From its highest peak in Alaska down to its lowest point in Death Valley, North America is all about extremes, with spectacular scenery and super-sized attractions.
The neighboring North American countries of Canada and the United States feature fascinating metropolises, welcoming small towns, forested wilderness and large lakes. Relax on delightful beaches along the Atlantic or Pacific ocean or Gulf of Mexico, ski on eastern or western mountains or venture into the far north’s frozen tundra.
New York, Chicago, Los Angeles and Washington D.C. are large U.S. cities providing a sampling of American arts and culture, with tall skyscrapers, impressive museums and art galleries, numerous entertainment centers, varied ethnic restaurants and professional football, basketball and baseball teams.
Toronto, Montreal, Vancouver, Ottawa and Québec offer similar Canadian attractions and incorporate a French influence in language and customs, along with large Chinatowns. See ice hockey at its finest in the big city arenas and frozen outdoor ponds of Canada. Learn about the First Nations people who inhabited the northern parts of the continent long before Europeans arrived.
Drive across the continent and stop in small towns. In both countries you’ll find residents proud of their local points of interest, from the Giant Moose in Moose Jaw, Saskatchewan to Canada’s Narcisse Snake Dens and New Mexico’s Pie Town, a whole town devoted to luscious desserts. The tourist stops are merely advertisements for the true attractions of the towns, the friendly residents.
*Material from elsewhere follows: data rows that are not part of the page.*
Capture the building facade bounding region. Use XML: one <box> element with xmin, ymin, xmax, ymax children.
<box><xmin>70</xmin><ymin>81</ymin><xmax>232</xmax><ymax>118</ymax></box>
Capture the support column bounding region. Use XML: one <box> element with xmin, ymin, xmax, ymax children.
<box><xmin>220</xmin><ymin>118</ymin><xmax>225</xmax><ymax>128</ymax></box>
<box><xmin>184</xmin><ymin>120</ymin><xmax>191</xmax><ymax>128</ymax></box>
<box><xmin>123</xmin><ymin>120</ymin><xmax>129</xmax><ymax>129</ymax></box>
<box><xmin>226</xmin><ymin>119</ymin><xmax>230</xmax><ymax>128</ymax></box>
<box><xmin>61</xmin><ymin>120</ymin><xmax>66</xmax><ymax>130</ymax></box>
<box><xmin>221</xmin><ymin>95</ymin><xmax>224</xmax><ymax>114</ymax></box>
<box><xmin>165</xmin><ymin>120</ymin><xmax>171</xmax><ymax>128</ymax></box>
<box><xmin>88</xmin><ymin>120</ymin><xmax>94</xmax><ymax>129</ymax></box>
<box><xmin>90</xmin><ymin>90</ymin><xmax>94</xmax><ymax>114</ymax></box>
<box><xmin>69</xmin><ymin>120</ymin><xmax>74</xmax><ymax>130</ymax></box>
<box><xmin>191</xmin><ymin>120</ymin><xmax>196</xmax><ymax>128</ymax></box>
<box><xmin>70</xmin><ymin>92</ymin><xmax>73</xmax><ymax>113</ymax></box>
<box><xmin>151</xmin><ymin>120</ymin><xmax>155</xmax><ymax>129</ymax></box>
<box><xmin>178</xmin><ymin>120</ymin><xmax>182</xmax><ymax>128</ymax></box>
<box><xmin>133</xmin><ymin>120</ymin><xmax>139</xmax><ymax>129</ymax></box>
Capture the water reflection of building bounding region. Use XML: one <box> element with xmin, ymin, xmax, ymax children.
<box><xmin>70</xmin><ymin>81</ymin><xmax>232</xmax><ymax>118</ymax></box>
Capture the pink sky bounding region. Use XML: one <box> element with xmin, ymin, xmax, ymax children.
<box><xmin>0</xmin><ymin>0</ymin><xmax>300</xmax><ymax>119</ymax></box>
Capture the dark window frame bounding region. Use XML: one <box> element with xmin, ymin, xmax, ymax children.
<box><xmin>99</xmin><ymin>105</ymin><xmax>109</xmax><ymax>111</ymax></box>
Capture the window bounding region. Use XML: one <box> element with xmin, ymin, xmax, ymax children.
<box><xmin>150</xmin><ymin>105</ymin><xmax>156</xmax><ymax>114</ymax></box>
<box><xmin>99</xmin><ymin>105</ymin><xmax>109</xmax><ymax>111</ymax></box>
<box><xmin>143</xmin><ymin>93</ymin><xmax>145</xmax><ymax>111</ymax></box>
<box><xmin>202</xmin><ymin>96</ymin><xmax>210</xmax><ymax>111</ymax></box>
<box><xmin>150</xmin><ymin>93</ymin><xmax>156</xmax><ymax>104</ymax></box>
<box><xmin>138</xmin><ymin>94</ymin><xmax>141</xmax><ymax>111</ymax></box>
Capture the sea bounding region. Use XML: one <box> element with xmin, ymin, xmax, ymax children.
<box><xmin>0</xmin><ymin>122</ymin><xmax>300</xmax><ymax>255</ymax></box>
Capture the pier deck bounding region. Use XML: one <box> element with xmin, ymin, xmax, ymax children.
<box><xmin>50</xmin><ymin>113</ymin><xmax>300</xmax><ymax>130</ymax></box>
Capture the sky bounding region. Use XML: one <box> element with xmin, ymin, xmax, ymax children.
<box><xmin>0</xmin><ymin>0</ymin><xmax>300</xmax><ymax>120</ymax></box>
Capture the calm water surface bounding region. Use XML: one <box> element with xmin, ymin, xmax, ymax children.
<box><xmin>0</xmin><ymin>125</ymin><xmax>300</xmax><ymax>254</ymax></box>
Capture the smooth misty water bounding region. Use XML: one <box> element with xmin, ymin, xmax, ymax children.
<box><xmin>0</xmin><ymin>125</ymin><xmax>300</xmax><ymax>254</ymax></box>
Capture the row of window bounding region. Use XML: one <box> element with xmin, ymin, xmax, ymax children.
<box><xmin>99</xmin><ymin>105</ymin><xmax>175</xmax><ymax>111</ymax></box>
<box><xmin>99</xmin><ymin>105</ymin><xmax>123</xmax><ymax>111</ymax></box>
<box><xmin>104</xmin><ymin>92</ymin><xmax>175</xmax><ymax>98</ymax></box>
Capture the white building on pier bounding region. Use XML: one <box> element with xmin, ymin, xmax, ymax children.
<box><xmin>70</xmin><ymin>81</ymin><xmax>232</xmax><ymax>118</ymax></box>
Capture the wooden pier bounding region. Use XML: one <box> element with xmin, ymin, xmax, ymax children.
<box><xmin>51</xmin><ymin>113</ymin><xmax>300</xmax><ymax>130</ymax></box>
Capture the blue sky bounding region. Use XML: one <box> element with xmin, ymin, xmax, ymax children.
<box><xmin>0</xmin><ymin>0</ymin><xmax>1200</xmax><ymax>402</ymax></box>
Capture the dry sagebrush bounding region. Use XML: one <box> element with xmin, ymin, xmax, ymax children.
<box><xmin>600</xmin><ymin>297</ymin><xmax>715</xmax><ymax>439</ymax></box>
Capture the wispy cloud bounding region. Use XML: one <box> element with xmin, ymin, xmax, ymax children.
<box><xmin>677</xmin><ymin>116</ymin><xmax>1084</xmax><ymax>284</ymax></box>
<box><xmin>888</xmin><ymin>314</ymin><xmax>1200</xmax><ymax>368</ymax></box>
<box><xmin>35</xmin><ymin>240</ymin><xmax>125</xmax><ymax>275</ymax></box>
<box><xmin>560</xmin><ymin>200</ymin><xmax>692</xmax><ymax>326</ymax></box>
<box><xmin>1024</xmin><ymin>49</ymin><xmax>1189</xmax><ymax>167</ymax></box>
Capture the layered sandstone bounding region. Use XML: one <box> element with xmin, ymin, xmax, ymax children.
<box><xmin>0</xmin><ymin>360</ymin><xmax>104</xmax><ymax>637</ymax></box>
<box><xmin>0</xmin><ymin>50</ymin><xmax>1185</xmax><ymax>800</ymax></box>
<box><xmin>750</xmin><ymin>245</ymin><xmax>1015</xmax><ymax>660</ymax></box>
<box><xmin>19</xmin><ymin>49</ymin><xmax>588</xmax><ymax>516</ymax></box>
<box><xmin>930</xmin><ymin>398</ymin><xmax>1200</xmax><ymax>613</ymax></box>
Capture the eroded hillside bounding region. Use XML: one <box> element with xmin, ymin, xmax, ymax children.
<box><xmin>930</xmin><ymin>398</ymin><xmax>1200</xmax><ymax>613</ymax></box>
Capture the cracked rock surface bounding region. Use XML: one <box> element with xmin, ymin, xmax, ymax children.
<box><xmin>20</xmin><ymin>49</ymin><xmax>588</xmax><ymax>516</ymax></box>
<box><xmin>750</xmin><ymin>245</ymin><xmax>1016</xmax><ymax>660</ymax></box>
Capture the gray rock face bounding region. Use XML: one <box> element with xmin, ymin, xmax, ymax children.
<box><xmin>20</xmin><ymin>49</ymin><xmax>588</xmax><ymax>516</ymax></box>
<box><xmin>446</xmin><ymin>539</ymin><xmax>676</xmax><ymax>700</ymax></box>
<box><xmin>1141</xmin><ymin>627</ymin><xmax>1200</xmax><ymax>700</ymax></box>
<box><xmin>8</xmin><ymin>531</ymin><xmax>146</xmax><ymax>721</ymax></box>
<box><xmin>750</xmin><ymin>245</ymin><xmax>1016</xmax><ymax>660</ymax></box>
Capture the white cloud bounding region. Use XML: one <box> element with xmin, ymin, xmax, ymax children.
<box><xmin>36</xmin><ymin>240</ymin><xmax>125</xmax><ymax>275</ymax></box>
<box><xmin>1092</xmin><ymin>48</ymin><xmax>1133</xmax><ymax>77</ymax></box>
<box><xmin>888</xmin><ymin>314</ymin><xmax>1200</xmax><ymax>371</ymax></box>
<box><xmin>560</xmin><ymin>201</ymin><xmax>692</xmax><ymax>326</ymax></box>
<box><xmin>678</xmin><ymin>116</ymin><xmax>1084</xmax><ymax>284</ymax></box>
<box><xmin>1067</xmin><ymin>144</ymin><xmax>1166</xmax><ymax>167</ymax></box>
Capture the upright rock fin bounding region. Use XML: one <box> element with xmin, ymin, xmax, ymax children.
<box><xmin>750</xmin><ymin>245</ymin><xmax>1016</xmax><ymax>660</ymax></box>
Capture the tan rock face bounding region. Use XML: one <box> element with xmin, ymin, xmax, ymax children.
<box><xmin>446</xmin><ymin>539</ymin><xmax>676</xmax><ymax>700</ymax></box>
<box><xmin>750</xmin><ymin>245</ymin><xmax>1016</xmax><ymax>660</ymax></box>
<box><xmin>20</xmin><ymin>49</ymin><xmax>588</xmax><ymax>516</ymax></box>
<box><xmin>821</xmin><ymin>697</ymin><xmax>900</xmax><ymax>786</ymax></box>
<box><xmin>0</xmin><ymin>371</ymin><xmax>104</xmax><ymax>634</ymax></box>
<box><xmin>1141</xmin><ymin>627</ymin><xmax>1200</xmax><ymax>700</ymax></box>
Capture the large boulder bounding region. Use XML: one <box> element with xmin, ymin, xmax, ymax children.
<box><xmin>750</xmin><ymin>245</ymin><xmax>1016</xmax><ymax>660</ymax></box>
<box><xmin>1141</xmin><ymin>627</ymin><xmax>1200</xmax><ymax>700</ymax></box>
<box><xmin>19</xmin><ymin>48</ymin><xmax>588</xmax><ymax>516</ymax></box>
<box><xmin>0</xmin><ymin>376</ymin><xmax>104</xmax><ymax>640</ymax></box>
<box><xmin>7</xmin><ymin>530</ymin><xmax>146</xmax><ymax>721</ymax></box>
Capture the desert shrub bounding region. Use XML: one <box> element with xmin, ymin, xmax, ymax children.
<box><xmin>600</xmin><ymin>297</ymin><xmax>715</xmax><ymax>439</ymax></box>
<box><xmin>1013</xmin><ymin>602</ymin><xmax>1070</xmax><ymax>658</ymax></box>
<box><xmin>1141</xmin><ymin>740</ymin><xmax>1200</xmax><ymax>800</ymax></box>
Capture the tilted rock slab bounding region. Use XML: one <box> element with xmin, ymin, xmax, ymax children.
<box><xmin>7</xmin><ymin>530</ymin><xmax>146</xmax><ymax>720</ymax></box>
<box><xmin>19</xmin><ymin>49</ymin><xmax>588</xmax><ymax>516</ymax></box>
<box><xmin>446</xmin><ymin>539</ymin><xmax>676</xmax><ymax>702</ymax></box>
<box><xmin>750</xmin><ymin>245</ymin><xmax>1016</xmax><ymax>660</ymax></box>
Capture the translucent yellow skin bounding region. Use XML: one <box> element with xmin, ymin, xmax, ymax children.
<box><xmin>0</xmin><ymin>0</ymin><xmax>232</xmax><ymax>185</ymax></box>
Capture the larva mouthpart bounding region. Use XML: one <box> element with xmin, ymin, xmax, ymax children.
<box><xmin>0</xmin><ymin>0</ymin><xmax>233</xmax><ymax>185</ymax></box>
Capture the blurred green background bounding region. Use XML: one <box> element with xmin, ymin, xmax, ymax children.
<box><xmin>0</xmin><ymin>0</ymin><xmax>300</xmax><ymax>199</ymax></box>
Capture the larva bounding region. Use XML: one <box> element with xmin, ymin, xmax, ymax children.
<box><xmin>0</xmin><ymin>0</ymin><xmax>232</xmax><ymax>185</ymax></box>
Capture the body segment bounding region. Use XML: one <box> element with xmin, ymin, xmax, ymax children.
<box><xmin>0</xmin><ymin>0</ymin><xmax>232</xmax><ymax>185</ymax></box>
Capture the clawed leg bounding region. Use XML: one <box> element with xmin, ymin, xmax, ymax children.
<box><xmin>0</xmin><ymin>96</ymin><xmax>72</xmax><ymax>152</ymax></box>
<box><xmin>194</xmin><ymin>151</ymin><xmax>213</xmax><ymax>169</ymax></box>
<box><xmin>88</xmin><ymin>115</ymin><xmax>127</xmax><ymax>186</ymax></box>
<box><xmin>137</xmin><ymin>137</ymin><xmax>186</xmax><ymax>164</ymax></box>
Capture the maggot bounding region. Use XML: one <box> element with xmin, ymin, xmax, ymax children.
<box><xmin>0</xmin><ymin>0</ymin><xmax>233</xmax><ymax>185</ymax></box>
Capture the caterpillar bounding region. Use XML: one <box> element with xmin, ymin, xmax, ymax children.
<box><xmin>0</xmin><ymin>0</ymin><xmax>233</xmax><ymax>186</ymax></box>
Wander down any North American small town main street and you’re likely to make a new friend.
Away from urban areas, the continent’s natural wonders include preserved forests and parklands with mountains, glaciers, waterfalls, volcanoes, caves, ravines, lakes and seacoast. Visit impressive and iconic U.S. national parks including northwestern Yellowstone with geysers and wildlife, the deeply etched southwestern Grand Canyon, the mangroves and crocodiles of the southeastern Everglades and Acadia’s northeastern windswept Atlantic island.
Canada has Banff’s western mountains and glacial Lake Louise, Prairies in the center part of the country and frozen tundra in Ivavik. Spend months or years touring the more than 40 Canadian national parks and nearly 60 U.S. national parks.
The two countries share the vast Great Lakes, popular for boating. Ski the Appalachian and Laurentian mountains in the east or the Rockies in the west.
Plan your North American visit to celebrate with local residents for Canada Day and U.S. Independence Day in early July, or Thanksgiving harvest celebrations in October and November.